The DICGC insures all bank deposits, such as saving, fixed, current, recurring deposit for up to the limit of Rs. 500,000 of each depositor in a bank. The limit was increased from 1 lakh to 5 lakh on 4 February 2020.

==Statistics==

Deposit Amount Insurance
| Year | Amount |
|---|---|
| 1 Jan 1962 | 1,500 |
| 1 Jan 1968 | 5,000 |
| 1 Apr 1970 | 10,000 |
| 1 Jan 1976 | 20,000 |
| 1 Jul 1980 | 30,000 |
| 1 May 1993 | 1,00,000 |
| 4 Feb 2020 | 5,00,000 |

Per 100Rs Deposit Insurance
| Year | Amount |
|---|---|
| 1 Jan 1962 | 0.05 |
| 1 Oct 1971 | 0.04 |
| 1 Jul 1993 | 0.05 |
| 1 Apr 2004 | 0.08 |
| 1 Apr 2005 | 0.10 |
| 1 Apr 2020 | 0.12 |

The functions of the subsidiary are governed by the provisions of The Deposit Insurance and Credit Guarantee Corporation Act, 1961 (DICGC Act) and The Deposit Insurance and Credit Guarantee Corporation General Regulations, 1961 framed by the Reserve Bank of India in exercise of the powers conferred by sub-section (3) of Section 50 of the Act.

A maximum of ₹5,00,000 (after the budget of 2020–21) is insured for each user for both principal and interest amount.
If the customer has accounts in different branches of the same bank, all of those accounts are clubbed together and the total sum is insured to a maximum of ₹5,00,000.
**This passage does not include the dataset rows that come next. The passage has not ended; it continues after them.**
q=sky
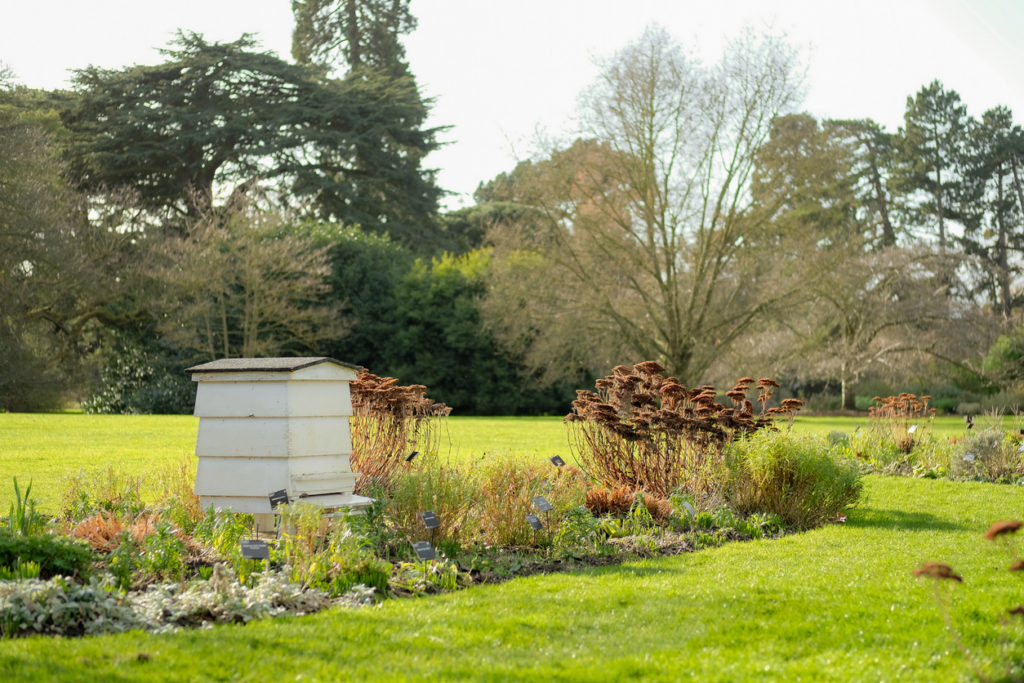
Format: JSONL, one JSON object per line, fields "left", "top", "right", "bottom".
{"left": 3, "top": 0, "right": 1023, "bottom": 209}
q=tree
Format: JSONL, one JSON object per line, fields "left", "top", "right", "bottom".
{"left": 63, "top": 32, "right": 443, "bottom": 251}
{"left": 960, "top": 106, "right": 1024, "bottom": 319}
{"left": 292, "top": 0, "right": 416, "bottom": 76}
{"left": 380, "top": 250, "right": 576, "bottom": 414}
{"left": 0, "top": 80, "right": 150, "bottom": 409}
{"left": 828, "top": 118, "right": 902, "bottom": 247}
{"left": 482, "top": 26, "right": 802, "bottom": 384}
{"left": 895, "top": 80, "right": 972, "bottom": 251}
{"left": 155, "top": 201, "right": 342, "bottom": 360}
{"left": 782, "top": 247, "right": 956, "bottom": 410}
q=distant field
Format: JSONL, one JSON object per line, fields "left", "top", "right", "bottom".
{"left": 0, "top": 412, "right": 992, "bottom": 512}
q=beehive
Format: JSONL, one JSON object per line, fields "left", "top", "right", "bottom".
{"left": 188, "top": 357, "right": 372, "bottom": 519}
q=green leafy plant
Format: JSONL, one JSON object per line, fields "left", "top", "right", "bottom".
{"left": 0, "top": 559, "right": 41, "bottom": 581}
{"left": 5, "top": 478, "right": 46, "bottom": 536}
{"left": 725, "top": 431, "right": 862, "bottom": 529}
{"left": 0, "top": 532, "right": 94, "bottom": 580}
{"left": 58, "top": 466, "right": 144, "bottom": 523}
{"left": 106, "top": 530, "right": 141, "bottom": 590}
{"left": 552, "top": 506, "right": 607, "bottom": 556}
{"left": 140, "top": 521, "right": 187, "bottom": 582}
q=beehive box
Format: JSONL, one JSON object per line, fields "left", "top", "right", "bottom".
{"left": 187, "top": 357, "right": 372, "bottom": 517}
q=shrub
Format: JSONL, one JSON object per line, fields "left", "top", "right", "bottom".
{"left": 566, "top": 362, "right": 802, "bottom": 500}
{"left": 349, "top": 370, "right": 451, "bottom": 494}
{"left": 0, "top": 532, "right": 95, "bottom": 580}
{"left": 867, "top": 393, "right": 936, "bottom": 454}
{"left": 950, "top": 427, "right": 1024, "bottom": 482}
{"left": 58, "top": 466, "right": 144, "bottom": 523}
{"left": 385, "top": 460, "right": 479, "bottom": 552}
{"left": 725, "top": 431, "right": 862, "bottom": 529}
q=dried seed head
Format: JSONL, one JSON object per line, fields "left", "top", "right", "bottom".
{"left": 912, "top": 562, "right": 962, "bottom": 582}
{"left": 984, "top": 520, "right": 1023, "bottom": 540}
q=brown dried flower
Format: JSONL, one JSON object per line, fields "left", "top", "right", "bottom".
{"left": 912, "top": 562, "right": 962, "bottom": 582}
{"left": 984, "top": 520, "right": 1023, "bottom": 540}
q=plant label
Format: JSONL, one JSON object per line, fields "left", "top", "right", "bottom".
{"left": 412, "top": 541, "right": 436, "bottom": 561}
{"left": 526, "top": 513, "right": 543, "bottom": 530}
{"left": 907, "top": 425, "right": 918, "bottom": 434}
{"left": 268, "top": 489, "right": 290, "bottom": 509}
{"left": 240, "top": 539, "right": 270, "bottom": 560}
{"left": 681, "top": 501, "right": 697, "bottom": 518}
{"left": 1018, "top": 443, "right": 1024, "bottom": 455}
{"left": 532, "top": 495, "right": 553, "bottom": 512}
{"left": 406, "top": 451, "right": 419, "bottom": 462}
{"left": 550, "top": 455, "right": 566, "bottom": 467}
{"left": 964, "top": 452, "right": 977, "bottom": 463}
{"left": 420, "top": 510, "right": 440, "bottom": 530}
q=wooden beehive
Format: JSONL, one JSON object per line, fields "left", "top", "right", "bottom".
{"left": 187, "top": 357, "right": 372, "bottom": 518}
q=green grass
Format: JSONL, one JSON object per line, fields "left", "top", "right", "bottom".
{"left": 1, "top": 475, "right": 1022, "bottom": 680}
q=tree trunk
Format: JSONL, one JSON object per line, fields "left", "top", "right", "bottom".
{"left": 345, "top": 0, "right": 361, "bottom": 69}
{"left": 997, "top": 169, "right": 1012, "bottom": 319}
{"left": 868, "top": 159, "right": 896, "bottom": 246}
{"left": 1011, "top": 153, "right": 1024, "bottom": 217}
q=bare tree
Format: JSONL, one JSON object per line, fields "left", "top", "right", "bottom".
{"left": 483, "top": 26, "right": 802, "bottom": 383}
{"left": 156, "top": 201, "right": 343, "bottom": 360}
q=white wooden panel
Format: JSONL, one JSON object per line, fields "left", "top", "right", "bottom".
{"left": 195, "top": 417, "right": 352, "bottom": 458}
{"left": 198, "top": 495, "right": 273, "bottom": 514}
{"left": 285, "top": 381, "right": 353, "bottom": 417}
{"left": 288, "top": 454, "right": 353, "bottom": 475}
{"left": 195, "top": 457, "right": 288, "bottom": 497}
{"left": 194, "top": 382, "right": 289, "bottom": 418}
{"left": 194, "top": 380, "right": 353, "bottom": 418}
{"left": 291, "top": 472, "right": 357, "bottom": 495}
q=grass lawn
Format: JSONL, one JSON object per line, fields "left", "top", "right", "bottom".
{"left": 0, "top": 413, "right": 985, "bottom": 512}
{"left": 1, "top": 474, "right": 1022, "bottom": 680}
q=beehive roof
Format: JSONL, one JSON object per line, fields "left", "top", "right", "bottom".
{"left": 186, "top": 357, "right": 361, "bottom": 374}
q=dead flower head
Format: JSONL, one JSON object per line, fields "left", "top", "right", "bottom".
{"left": 984, "top": 520, "right": 1023, "bottom": 540}
{"left": 912, "top": 562, "right": 962, "bottom": 582}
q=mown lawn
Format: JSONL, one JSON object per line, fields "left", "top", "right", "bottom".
{"left": 1, "top": 475, "right": 1022, "bottom": 681}
{"left": 0, "top": 413, "right": 982, "bottom": 511}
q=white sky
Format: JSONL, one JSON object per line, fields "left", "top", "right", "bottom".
{"left": 3, "top": 0, "right": 1023, "bottom": 209}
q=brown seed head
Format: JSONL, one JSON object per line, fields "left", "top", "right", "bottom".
{"left": 912, "top": 562, "right": 962, "bottom": 582}
{"left": 984, "top": 520, "right": 1023, "bottom": 540}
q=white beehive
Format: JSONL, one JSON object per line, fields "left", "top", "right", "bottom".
{"left": 187, "top": 357, "right": 372, "bottom": 519}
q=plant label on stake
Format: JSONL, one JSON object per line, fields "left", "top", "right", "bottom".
{"left": 268, "top": 489, "right": 290, "bottom": 509}
{"left": 240, "top": 539, "right": 270, "bottom": 560}
{"left": 405, "top": 451, "right": 419, "bottom": 463}
{"left": 532, "top": 496, "right": 553, "bottom": 513}
{"left": 420, "top": 511, "right": 440, "bottom": 530}
{"left": 907, "top": 425, "right": 918, "bottom": 434}
{"left": 525, "top": 513, "right": 543, "bottom": 531}
{"left": 412, "top": 541, "right": 436, "bottom": 561}
{"left": 550, "top": 455, "right": 565, "bottom": 467}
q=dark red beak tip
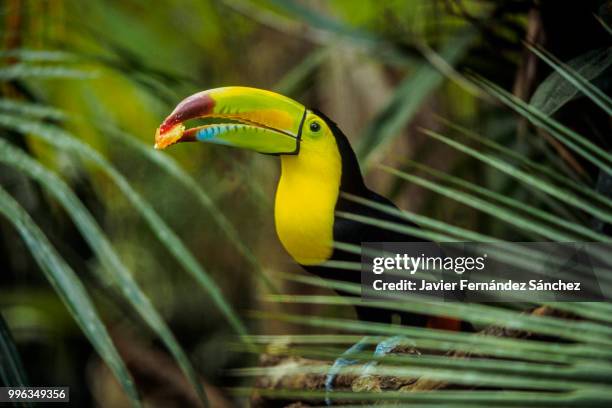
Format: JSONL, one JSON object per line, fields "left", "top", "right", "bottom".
{"left": 159, "top": 92, "right": 216, "bottom": 134}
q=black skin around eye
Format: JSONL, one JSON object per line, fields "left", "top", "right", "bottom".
{"left": 310, "top": 122, "right": 321, "bottom": 132}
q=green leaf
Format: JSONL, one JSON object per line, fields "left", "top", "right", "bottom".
{"left": 236, "top": 342, "right": 612, "bottom": 389}
{"left": 530, "top": 47, "right": 612, "bottom": 116}
{"left": 420, "top": 128, "right": 612, "bottom": 225}
{"left": 356, "top": 30, "right": 475, "bottom": 165}
{"left": 595, "top": 14, "right": 612, "bottom": 36}
{"left": 230, "top": 386, "right": 612, "bottom": 406}
{"left": 243, "top": 332, "right": 608, "bottom": 363}
{"left": 253, "top": 310, "right": 612, "bottom": 363}
{"left": 0, "top": 49, "right": 76, "bottom": 62}
{"left": 0, "top": 99, "right": 67, "bottom": 121}
{"left": 0, "top": 139, "right": 208, "bottom": 406}
{"left": 235, "top": 354, "right": 611, "bottom": 392}
{"left": 0, "top": 113, "right": 249, "bottom": 342}
{"left": 330, "top": 211, "right": 612, "bottom": 294}
{"left": 543, "top": 303, "right": 612, "bottom": 326}
{"left": 0, "top": 187, "right": 141, "bottom": 406}
{"left": 404, "top": 162, "right": 612, "bottom": 242}
{"left": 472, "top": 74, "right": 612, "bottom": 175}
{"left": 341, "top": 192, "right": 496, "bottom": 242}
{"left": 0, "top": 314, "right": 31, "bottom": 408}
{"left": 0, "top": 99, "right": 275, "bottom": 294}
{"left": 436, "top": 116, "right": 612, "bottom": 211}
{"left": 264, "top": 0, "right": 415, "bottom": 65}
{"left": 264, "top": 289, "right": 612, "bottom": 346}
{"left": 274, "top": 47, "right": 330, "bottom": 96}
{"left": 336, "top": 209, "right": 455, "bottom": 242}
{"left": 0, "top": 64, "right": 96, "bottom": 80}
{"left": 0, "top": 313, "right": 30, "bottom": 391}
{"left": 528, "top": 45, "right": 612, "bottom": 116}
{"left": 385, "top": 161, "right": 611, "bottom": 242}
{"left": 100, "top": 124, "right": 277, "bottom": 294}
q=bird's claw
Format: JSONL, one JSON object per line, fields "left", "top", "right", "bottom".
{"left": 325, "top": 336, "right": 415, "bottom": 405}
{"left": 325, "top": 336, "right": 373, "bottom": 405}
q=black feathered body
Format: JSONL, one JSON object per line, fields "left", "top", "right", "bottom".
{"left": 302, "top": 112, "right": 427, "bottom": 326}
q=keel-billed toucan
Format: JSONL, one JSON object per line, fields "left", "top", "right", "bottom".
{"left": 154, "top": 86, "right": 461, "bottom": 328}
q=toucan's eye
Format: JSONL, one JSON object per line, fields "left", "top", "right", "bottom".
{"left": 309, "top": 121, "right": 321, "bottom": 132}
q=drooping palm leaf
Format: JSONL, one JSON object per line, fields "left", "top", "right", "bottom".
{"left": 0, "top": 313, "right": 31, "bottom": 408}
{"left": 435, "top": 117, "right": 612, "bottom": 209}
{"left": 264, "top": 291, "right": 612, "bottom": 345}
{"left": 0, "top": 187, "right": 141, "bottom": 406}
{"left": 400, "top": 159, "right": 608, "bottom": 241}
{"left": 251, "top": 309, "right": 612, "bottom": 363}
{"left": 0, "top": 98, "right": 276, "bottom": 293}
{"left": 0, "top": 65, "right": 95, "bottom": 80}
{"left": 0, "top": 313, "right": 30, "bottom": 389}
{"left": 0, "top": 113, "right": 249, "bottom": 340}
{"left": 420, "top": 128, "right": 612, "bottom": 224}
{"left": 470, "top": 75, "right": 612, "bottom": 174}
{"left": 0, "top": 139, "right": 208, "bottom": 406}
{"left": 356, "top": 30, "right": 476, "bottom": 165}
{"left": 529, "top": 46, "right": 612, "bottom": 116}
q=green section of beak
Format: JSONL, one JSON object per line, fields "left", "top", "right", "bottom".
{"left": 155, "top": 87, "right": 306, "bottom": 154}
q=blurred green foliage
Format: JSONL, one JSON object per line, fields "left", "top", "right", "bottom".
{"left": 1, "top": 0, "right": 611, "bottom": 406}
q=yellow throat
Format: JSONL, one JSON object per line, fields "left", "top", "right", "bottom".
{"left": 274, "top": 134, "right": 342, "bottom": 265}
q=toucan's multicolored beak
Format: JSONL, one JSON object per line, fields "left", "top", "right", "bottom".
{"left": 154, "top": 86, "right": 306, "bottom": 154}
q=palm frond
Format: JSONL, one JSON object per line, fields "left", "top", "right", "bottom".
{"left": 470, "top": 75, "right": 612, "bottom": 174}
{"left": 402, "top": 159, "right": 608, "bottom": 241}
{"left": 420, "top": 128, "right": 612, "bottom": 224}
{"left": 0, "top": 313, "right": 30, "bottom": 394}
{"left": 0, "top": 64, "right": 95, "bottom": 80}
{"left": 0, "top": 113, "right": 249, "bottom": 340}
{"left": 0, "top": 187, "right": 141, "bottom": 406}
{"left": 0, "top": 139, "right": 208, "bottom": 406}
{"left": 529, "top": 46, "right": 612, "bottom": 116}
{"left": 356, "top": 30, "right": 475, "bottom": 165}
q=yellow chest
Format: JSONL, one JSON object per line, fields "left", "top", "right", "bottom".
{"left": 274, "top": 141, "right": 342, "bottom": 265}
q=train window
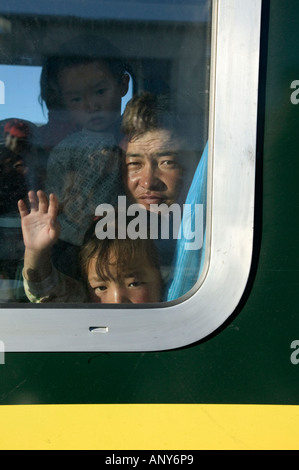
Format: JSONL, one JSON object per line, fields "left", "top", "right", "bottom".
{"left": 0, "top": 0, "right": 261, "bottom": 352}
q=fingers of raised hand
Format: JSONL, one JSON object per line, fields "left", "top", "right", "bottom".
{"left": 19, "top": 191, "right": 58, "bottom": 221}
{"left": 36, "top": 190, "right": 50, "bottom": 214}
{"left": 27, "top": 190, "right": 40, "bottom": 212}
{"left": 48, "top": 193, "right": 59, "bottom": 219}
{"left": 18, "top": 198, "right": 29, "bottom": 219}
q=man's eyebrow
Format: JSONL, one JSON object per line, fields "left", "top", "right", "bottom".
{"left": 126, "top": 150, "right": 179, "bottom": 158}
{"left": 125, "top": 153, "right": 143, "bottom": 158}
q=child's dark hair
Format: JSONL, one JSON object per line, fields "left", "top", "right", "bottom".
{"left": 79, "top": 215, "right": 162, "bottom": 286}
{"left": 40, "top": 34, "right": 129, "bottom": 111}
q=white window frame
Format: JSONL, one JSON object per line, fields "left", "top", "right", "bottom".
{"left": 0, "top": 0, "right": 262, "bottom": 352}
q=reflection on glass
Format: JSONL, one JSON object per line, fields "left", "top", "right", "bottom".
{"left": 0, "top": 0, "right": 211, "bottom": 304}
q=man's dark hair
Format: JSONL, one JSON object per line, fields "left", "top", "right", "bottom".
{"left": 121, "top": 92, "right": 183, "bottom": 141}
However, if there are more accounts in same bank, all of those are treated as a single account. The insurance premium is paid by the insured banks itself. This means that the benefit of deposit insurance protection is made available to the depositors or customers of banks free of cost.

The Corporation has the power to cancel the registration of an insured bank if it fails to pay the premium for three consecutive half-year periods.
The Corporation may restore the registration of the bank if the bank makes a request and pays all the amounts due by way of premium from the date of default together with interest.

==Reforms==
The Financial Sector Legislative Reforms Commission (FSLRC) was set up by the Government of India, Ministry of Finance, on 24 March 2011, to review and rewrite the legal-institutional architecture of the Indian financial sector. In its report the FSLRC recommended a regulatory structure consisting of seven agencies including a deposit insurance-cum regulatory agency (which was named as Resolution Corporation). The present DICGC will be subsumed into the Resolution Corporation (RC) which will work across the financial system.

The FSLRC proposal involved a unified resolution corporation aims to deal with financial firms such as banks and insurance companies and is concerned with financial firms which make highly intense promises to consumers, such as banks, insurance companies, defined benefit pension funds, and payment systems.

It will also take responsibility for the graceful resolution of systemically important financial firms, even if they have no direct links to consumers.

The Government of India introduced the Financial Resolution and Deposit Insurance bill, 2017 (FRDI bill) in Lok Sabha in the Monsoon session of 2017 to bring forth these reforms. There have been many concerns with regards to the new bill such as:

1. Presently the banks have to pay a sum to the DICGC as insurance premium which insures all kinds of bank deposits up to a limit of ₹5,000,000. In case a stressed bank had to be liquidated, the depositors would be paid through DICGC. Though the bill proposes the banks to pay a sum to the Resolution Corporation, it neither specifies the insured amount nor the amount a depositor would be paid. It is thus unclear how much a depositor would be paid in case of liquidation.
2. The bail in clause which largely worked against the interests of the depositors (as in Cyprus).